With the clock ticking down on a year that’s seemed interminable at many points, many in the United States’ publishing industry have been cheered by today’s news (December 18) that Cindy Spiegel and Julie Grau are back as Spiegel & Grau.

In social channels, you can feel the smiles as the news gets around among a quarter-century’s fans of their work.

Grau and Spiegel’s work in the past has included:

  • Just Mercy by Bryan Stevenson
  • Between the World and Me by Ta-Nehisi Coates
  • Orange Is the New Black by Piper  Kerman
  • Born a Crime by Trevor Noah
  • 21 Questions for the 21st Century by  Yuval Noah Harari
  • Women and Money by Suze Orman
  • Nothing to Envy by Barbara Demick

When this reporter—then at CNN—first spoke with Grau in her office, she was talking about editing Kurt Cobain’s Journals, which would be published in November 2003, less than a year before Cobain’s suicide. At that point, the duo was at Penguin Group’s Riverhead Books (founded by Susan Petersen Kennedy) and there were enough photos of Suze Orman around to make visitors leave deeply concerned about their finances.

Two years after our interview, it was announced that Grau and Spiegel were moving to Doubleday because, as Spiegel told The New York Times’ Edward Wyatt in 2005, “We love running Riverhead, but we know how to run Riverhead. It was time for us to see if we can start something like this on our own.” That “something like this” would become Penguin Random House’s imprint Spiegel & Grau—which was closed by PRH in 2019.

And now, Grau and Spiegel are “starting something like this on our own”—again—in reviving Spiegel & Grau as an independent press founded on their 25 years of experience working together.
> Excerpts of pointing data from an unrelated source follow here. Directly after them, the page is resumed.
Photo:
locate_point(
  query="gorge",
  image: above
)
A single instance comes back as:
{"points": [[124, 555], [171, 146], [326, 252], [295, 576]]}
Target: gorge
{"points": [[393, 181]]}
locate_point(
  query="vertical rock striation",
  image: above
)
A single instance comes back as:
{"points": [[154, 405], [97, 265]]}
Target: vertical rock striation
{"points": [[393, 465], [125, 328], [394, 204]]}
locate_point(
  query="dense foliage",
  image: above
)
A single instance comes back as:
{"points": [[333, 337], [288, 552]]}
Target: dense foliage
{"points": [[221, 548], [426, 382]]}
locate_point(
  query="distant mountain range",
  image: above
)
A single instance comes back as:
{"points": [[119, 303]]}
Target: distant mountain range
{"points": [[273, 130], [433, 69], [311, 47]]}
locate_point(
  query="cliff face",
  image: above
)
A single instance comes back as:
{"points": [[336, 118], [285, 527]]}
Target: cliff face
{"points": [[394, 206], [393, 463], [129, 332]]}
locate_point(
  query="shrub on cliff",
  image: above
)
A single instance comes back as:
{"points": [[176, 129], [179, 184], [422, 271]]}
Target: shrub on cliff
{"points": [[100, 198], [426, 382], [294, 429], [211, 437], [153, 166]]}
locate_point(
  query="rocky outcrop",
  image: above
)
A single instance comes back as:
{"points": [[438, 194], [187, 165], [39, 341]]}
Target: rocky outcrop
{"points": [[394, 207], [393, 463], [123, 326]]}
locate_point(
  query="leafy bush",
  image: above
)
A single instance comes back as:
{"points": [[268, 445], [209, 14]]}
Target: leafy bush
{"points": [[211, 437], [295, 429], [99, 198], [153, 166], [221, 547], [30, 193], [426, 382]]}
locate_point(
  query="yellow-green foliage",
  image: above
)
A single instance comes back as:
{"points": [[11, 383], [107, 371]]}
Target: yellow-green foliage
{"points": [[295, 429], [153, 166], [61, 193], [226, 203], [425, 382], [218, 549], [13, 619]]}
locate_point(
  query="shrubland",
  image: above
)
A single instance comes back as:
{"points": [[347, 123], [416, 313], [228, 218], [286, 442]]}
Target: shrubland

The new company, according to its media messaging, will “keep our list,” says Grau, “to no more  than 20 books a year. We’ll be able to devote meaningful editorial attention and care to each title, and, with our team of experts, provide writers with coordinated support and integrated opportunities from the very beginning of the publishing process.”

That great sighing sound you just heard is from authors reading about a house designed to cap its own output for maximum focus and support. And in her astute coverage today at The New York Times, Alexandra Alter writes: “The resurrection of Spiegel & Grau comes at a moment of growing consolidation and homogenization in the publishing industry.

“After a wave of mergers in the last decade, the biggest houses are increasingly dependent on blockbuster titles and often plow more of their marketing and publicity budgets into books and authors with built-in audiences. Some in the industry worry that there are dwindling opportunities for new writers and that debut and midlist authors may get passed over.”

Noting that the move by PRH to acquire Simon & Schuster is doing nothing to quell such concerns about consolidation, Alter adds, “In a literary landscape dominated by the biggest players, Spiegel and Grau are among a handful of well-known editors who are rejecting the corporate publishing model and instead starting their own companies.”

Link to the rest at Publishing Perspectives

PG instinctively cheers on underdogs in almost every field (his undergraduate education was at an institution whose football team likely had a higher average IQ than many of its competitors, but was substantially slower and smaller than those same competitors with predictable results).

Unless Ms. Spiegel and Ms. Grau are going to substantially change the business model that has characterized New York publishing for their entire business careers, he has doubts that their new venture will be highly successful.

In PG’s oft-repeated opinion, the fundamental problem with the traditional publishing model is that, regardless of whether it operates with a corporate or personal touch, it has been overtaken and made obsolete by the Amazon model and indie authors who run their own show.

1 thought on “Year’s End Surprise: Spiegel & Grau, a Once-and-Future Publisher”

  1. I suspect that Spiegel and Grau will actually be somewhat successful, mostly because, based on the list of titles they’ve worked on, they specialize in books that people want other people to know that they own, something easier to do in hardcopy than ebook format.